Parses a PDF file into a Markdown file and returns the Markdown content along with all image paths.

**Parameters**:

- **pdf_path**: *str*
Path to the PDF file

- **output_dir**: *str*, default: './'
Output directory to store all images and the Markdown file

- **api_key**: *Optional[str]*, optional
OpenAI API key. If not provided, the `OPENAI_API_KEY` environment variable will be used.

- **base_url**: *Optional[str]*, optional
OpenAI base URL. If not provided, the `OPENAI_BASE_URL` environment variable will be used. This can be modified to call other large model services with OpenAI API interfaces, such as `GLM-4V`.

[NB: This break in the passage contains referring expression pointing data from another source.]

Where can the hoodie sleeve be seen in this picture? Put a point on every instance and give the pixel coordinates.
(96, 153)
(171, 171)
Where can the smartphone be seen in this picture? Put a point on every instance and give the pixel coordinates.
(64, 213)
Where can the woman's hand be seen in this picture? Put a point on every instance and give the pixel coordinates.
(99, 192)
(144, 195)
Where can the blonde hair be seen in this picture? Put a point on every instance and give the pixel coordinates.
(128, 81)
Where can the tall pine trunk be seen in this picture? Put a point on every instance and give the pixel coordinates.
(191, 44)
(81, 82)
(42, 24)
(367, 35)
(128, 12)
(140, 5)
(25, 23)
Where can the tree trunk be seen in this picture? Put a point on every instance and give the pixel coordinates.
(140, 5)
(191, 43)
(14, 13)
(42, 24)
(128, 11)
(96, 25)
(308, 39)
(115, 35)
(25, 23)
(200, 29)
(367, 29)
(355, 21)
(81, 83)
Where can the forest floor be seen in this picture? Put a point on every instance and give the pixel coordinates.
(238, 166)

- **model**: *str*, default: 'gpt-4o'
OpenAI API formatted multimodal large model. If you need to use other models, such as:
- [qwen-vl-max](https://help.aliyun.com/zh/dashscope/developer-reference/compatibility-of-openai-with-dashscope)
- [GLM-4V](https://open.bigmodel.cn/dev/api#glm-4v)
- [Yi-Vision](https://platform.lingyiwanwu.com/docs)
- Azure OpenAI, by setting the `base_url` to `https://xxxx.openai.azure.com/` to use Azure OpenAI, where `api_key` is the Azure API key, and the model is similar to `azure_xxxx`, where `xxxx` is the deployed model name (tested).

- **verbose**: *bool*, default: False
Verbose mode. When enabled, the content parsed by the large model will be displayed in the command line.

- **gpt_worker**: *int*, default: 1
Number of GPT parsing worker threads. If your machine has better performance, you can increase this value to speed up the parsing.

- **prompt**: *dict*, optional
If the model you are using does not match the default prompt provided in this repository and cannot achieve the best results, we support adding custom prompts. The prompts in the repository are divided into three parts:
- `prompt`: Mainly used to guide the model on how to process and convert text content in images.
- `rect_prompt`: Used to handle cases where specific areas (such as tables or images) are marked in the image.
- `role_prompt`: Defines the role of the model to ensure the model understands it is performing a PDF document parsing task.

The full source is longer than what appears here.